6. What are you most proud of achieving?
We’ve made huge strides over the last 20 years, but we’re probably proudest of achieving bans on the three cruellest factory farming systems, namely veal crates for calves, gestation crates for pregnant pigs, and barren battery cages for laying hens. We’re also enormously proud of bringing about EU wide recognition that farm animals are sentient beings, capable of feeling pain and suffering – and also joy if we allow them to, something that seems to be at the heart of biodynamic approach, too.
But we don’t sit on our laurels. We work with over 700 food companies worldwide to bring about real change to improve all aspects of animal welfare in our food system. Our work with companies involves persuading them to make policy commitments such as only selling or using cage-free eggs or dairy products from cows allowed to graze.
7.We’ve just voted to leave the EU. What would you most like our politicians to do about animal welfare?
I most want the UK government to restore the UK to its leadership role; to encourage our country to once again become a world leader in animal welfare. We are serious about the welfare of our pets, and its time to get serious about the welfare of our farm animals. We especially want to see a ban on the live export of animals for slaughter. Once we’ve left the EU, there will be no more excuses, and we’ll be campaigning hard to make this happen.
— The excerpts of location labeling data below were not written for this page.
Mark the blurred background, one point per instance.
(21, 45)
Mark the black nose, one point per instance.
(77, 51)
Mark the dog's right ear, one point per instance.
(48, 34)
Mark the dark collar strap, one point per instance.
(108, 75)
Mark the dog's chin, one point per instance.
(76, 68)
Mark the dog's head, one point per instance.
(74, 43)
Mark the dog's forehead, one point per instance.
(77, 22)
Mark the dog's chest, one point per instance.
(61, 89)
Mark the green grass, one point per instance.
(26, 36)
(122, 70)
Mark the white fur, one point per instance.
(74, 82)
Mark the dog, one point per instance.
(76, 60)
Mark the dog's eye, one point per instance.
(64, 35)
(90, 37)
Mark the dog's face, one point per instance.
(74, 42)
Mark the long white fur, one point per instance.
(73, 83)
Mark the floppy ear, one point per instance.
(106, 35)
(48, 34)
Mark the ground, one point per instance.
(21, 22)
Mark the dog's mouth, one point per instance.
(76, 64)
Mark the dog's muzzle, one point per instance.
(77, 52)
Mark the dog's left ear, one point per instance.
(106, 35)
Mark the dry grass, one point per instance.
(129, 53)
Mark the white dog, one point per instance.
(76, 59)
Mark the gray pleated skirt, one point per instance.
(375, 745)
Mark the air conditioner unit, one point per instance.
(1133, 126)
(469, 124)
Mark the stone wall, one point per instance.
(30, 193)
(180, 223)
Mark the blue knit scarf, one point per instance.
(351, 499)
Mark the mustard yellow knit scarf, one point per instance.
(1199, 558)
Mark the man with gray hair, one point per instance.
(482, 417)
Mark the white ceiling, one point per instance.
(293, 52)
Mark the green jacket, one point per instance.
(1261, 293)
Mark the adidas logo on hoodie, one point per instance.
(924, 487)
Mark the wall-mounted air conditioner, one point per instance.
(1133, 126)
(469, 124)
8. Meanwhile, how can consumers help ensure better animal welfare standards are the norm?
Consumers are key, and their support crucial. A positive decision to buy pasture fed, free-range, organic, and biodynamic meat, milk and eggs is the best way to reward farmers and give them confidence that they are doing the right thing, and puts pressure on governments to take animal welfare seriously.
9.And biodynamic meat?
For me, the biodynamic approach to animal welfare is the food industry’s best kept secret and has the potential to offer some of the best animal welfare standards. I hope I can help let this secret out of the bag and bring biodynamic farming to a much wider audience.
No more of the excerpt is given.